Comte pun juga berpendapat bahwa teori harus berdasar fakta empiris yang dapat dilihat oleh mata, terukur dan dapat digeneralisasi. Berdasarkan pemikiran Comte tersebut, positivisme mempunyai karakteristik realitas yang obyektif, tunggal dan bebas nilai. Bebas nilai artinya teori hanya boleh dikembangkan di satu ruang lingkup ilmu pengetahuan, kalau di luar ilmu yang dimaksud itu tidak boleh. Padahal hasil penelitian di ilmu tertentu bisa menjadi sumber rujukan bagi ilmu lain.

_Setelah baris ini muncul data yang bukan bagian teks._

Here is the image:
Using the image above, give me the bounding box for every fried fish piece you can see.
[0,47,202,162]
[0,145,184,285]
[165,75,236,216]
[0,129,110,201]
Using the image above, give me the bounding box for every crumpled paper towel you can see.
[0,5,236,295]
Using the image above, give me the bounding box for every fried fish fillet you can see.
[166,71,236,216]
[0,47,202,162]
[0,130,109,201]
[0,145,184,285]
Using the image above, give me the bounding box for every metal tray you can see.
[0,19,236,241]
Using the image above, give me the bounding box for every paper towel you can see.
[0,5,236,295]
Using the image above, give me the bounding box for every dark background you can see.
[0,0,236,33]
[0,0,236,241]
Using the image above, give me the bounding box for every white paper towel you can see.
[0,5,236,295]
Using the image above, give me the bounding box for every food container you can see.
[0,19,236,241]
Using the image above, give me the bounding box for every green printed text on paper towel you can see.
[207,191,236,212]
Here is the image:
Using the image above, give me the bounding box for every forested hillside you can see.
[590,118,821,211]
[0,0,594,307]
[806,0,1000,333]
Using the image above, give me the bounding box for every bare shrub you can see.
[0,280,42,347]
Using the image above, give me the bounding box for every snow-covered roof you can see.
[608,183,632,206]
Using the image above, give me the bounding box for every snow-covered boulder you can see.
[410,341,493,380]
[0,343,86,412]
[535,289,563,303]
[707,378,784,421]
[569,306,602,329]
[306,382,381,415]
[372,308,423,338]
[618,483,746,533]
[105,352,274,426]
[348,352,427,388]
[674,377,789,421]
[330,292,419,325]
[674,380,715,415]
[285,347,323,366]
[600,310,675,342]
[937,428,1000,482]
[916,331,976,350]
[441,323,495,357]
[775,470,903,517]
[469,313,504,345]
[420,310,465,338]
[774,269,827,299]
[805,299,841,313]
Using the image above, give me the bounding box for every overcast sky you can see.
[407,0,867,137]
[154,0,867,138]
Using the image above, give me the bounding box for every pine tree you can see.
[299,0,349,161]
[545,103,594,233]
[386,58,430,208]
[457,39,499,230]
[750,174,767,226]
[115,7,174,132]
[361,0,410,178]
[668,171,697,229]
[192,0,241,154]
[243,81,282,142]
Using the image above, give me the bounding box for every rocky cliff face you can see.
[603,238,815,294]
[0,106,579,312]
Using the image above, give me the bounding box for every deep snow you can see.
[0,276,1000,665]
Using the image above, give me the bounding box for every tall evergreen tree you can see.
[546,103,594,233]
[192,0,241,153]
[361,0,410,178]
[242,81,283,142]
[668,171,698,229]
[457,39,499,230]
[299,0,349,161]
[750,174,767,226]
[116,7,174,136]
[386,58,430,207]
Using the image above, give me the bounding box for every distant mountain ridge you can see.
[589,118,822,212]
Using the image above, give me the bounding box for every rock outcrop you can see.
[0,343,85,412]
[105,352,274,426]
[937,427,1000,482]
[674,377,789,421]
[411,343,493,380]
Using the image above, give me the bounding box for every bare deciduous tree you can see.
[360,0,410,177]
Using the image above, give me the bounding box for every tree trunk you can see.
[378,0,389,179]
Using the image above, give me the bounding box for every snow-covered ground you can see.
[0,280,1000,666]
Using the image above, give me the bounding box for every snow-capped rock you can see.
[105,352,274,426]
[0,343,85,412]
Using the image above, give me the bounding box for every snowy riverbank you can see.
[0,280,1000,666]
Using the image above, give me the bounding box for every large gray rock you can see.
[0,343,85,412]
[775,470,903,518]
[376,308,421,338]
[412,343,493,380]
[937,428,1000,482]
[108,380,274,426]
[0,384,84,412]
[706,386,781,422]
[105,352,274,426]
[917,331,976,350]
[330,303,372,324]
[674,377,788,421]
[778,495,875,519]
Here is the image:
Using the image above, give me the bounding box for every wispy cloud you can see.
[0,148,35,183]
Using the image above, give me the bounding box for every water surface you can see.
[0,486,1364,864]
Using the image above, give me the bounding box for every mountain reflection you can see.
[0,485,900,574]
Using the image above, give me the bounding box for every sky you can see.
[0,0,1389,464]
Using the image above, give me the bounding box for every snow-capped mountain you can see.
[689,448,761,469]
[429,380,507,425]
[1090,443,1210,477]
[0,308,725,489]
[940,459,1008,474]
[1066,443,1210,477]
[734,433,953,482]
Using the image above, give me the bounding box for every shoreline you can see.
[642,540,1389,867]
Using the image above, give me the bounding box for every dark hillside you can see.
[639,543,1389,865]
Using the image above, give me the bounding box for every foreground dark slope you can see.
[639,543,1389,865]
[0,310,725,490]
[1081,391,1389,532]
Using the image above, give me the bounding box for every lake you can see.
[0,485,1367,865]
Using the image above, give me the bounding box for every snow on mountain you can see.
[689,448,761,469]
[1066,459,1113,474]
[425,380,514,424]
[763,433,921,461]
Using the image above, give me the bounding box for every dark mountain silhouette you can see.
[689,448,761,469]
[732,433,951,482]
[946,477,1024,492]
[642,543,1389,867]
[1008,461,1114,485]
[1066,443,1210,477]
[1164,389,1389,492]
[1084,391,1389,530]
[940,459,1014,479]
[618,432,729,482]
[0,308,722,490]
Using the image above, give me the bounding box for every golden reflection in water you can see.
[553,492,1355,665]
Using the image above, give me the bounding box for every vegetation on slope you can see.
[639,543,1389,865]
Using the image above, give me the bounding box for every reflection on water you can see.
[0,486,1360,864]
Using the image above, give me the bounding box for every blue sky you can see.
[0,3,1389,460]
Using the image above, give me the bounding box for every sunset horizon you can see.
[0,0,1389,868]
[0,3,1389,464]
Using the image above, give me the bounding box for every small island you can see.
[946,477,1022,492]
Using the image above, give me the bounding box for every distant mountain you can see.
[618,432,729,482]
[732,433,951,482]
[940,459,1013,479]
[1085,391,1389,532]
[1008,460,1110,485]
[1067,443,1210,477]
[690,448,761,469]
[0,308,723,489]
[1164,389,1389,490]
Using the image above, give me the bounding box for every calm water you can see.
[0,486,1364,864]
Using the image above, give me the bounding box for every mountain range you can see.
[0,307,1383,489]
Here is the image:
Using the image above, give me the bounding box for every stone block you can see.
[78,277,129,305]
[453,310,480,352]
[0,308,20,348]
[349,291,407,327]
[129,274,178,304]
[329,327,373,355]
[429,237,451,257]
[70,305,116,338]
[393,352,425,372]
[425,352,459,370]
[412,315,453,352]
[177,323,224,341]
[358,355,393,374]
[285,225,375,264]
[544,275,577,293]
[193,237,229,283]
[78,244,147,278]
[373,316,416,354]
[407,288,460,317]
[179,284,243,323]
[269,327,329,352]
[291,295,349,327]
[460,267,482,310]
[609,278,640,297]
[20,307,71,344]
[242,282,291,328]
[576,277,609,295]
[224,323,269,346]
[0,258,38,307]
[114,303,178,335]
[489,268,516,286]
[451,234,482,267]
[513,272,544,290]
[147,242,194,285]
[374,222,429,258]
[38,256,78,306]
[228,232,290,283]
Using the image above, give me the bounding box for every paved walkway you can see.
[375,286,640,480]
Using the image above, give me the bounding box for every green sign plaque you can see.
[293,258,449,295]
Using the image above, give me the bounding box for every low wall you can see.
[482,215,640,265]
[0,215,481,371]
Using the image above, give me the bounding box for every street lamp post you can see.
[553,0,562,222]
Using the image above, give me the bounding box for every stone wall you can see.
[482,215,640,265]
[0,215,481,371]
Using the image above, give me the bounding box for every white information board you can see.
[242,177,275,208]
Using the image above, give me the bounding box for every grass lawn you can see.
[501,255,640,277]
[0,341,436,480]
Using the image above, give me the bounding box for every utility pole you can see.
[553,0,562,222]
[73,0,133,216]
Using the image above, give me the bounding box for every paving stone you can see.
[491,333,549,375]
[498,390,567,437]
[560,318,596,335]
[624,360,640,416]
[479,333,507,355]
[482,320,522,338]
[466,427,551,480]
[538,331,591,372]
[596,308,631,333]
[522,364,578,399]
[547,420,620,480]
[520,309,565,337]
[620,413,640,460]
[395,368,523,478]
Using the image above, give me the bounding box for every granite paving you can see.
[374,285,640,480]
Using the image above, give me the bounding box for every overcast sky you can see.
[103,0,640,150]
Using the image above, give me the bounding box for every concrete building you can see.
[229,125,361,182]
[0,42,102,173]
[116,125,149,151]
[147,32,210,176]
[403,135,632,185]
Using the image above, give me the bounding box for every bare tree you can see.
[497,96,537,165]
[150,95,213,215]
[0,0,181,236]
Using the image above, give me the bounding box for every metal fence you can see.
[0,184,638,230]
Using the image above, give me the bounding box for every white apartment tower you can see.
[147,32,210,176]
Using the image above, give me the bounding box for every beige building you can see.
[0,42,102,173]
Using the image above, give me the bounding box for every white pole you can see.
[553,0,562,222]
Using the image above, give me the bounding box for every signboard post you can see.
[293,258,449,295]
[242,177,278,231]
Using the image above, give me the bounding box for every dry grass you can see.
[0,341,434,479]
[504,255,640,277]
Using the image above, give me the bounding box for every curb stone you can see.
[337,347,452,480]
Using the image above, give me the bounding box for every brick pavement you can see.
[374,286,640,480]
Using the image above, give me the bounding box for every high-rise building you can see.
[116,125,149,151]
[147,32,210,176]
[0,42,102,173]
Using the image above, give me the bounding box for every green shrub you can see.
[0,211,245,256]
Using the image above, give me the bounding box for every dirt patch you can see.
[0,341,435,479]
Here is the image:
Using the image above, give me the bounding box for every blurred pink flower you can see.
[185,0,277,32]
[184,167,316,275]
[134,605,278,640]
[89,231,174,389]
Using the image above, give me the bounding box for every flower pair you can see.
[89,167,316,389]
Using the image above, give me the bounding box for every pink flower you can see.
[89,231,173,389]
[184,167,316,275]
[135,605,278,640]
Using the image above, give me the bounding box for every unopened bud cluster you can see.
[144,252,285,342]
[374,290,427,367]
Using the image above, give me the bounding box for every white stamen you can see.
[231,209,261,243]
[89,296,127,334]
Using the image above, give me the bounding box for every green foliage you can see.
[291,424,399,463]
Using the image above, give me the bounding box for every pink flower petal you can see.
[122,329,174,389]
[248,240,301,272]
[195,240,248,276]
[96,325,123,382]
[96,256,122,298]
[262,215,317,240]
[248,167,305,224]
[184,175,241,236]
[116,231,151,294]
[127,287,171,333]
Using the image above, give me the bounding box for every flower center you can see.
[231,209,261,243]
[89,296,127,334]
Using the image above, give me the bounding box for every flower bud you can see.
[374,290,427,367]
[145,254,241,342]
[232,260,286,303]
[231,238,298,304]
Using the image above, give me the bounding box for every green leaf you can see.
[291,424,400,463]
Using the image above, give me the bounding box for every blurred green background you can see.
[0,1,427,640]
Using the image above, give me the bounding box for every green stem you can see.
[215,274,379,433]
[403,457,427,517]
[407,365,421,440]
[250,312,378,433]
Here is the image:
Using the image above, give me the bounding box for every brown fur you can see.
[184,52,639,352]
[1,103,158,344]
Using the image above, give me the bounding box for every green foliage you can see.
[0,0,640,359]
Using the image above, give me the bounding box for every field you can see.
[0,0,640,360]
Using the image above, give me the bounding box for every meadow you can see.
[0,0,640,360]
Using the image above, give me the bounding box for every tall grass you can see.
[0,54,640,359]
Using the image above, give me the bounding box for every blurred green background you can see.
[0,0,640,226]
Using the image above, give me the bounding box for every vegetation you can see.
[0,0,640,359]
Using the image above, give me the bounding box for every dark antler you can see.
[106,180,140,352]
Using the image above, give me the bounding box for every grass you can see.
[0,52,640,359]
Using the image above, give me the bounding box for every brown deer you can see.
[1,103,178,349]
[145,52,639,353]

Karakter realitas positivisme dikritik oleh beberapa tokoh ilmuwan maupun filsuf. Di tahun 1970-1980, isi kritik terhadap positivisme menyatakan bahwa metode penelitian ilmu alam tidak cocok diterapkan di penelitian ilmu sosial. Manusia adalah makhluk hidup yang memiliki akal dan perasaan. Sehingga perasaan dan pandangan manusia terhadap sesuatu tidak bisa diukur.Â
Hasil yang tidak bisa diukur atau dinyatakan dalam angka perlu menggunakan metode dan pendekatan yang tidak kuantitatif. Tokoh pendukung pendekatan yang tidak kuantitatif adalah Karl Popper, Thomas Kuhn serta filsuf bermazhab frankfurt.
Atas kritik-kritik positivisme, lahirlah post positivisme. Post positivisme menekankan penjelasan-penjelasan kualitatif. Karakter realitas post positivisme adalah  subyektif, jamak dan tidak bebas nilai. Meninjau kekurangan pada positivisme, para pendukung post positivisme berusaha mengurangi kelemahan pada positivisme. Hipotesis dan kontrol tetap menjadi tukuan dari post postivisme.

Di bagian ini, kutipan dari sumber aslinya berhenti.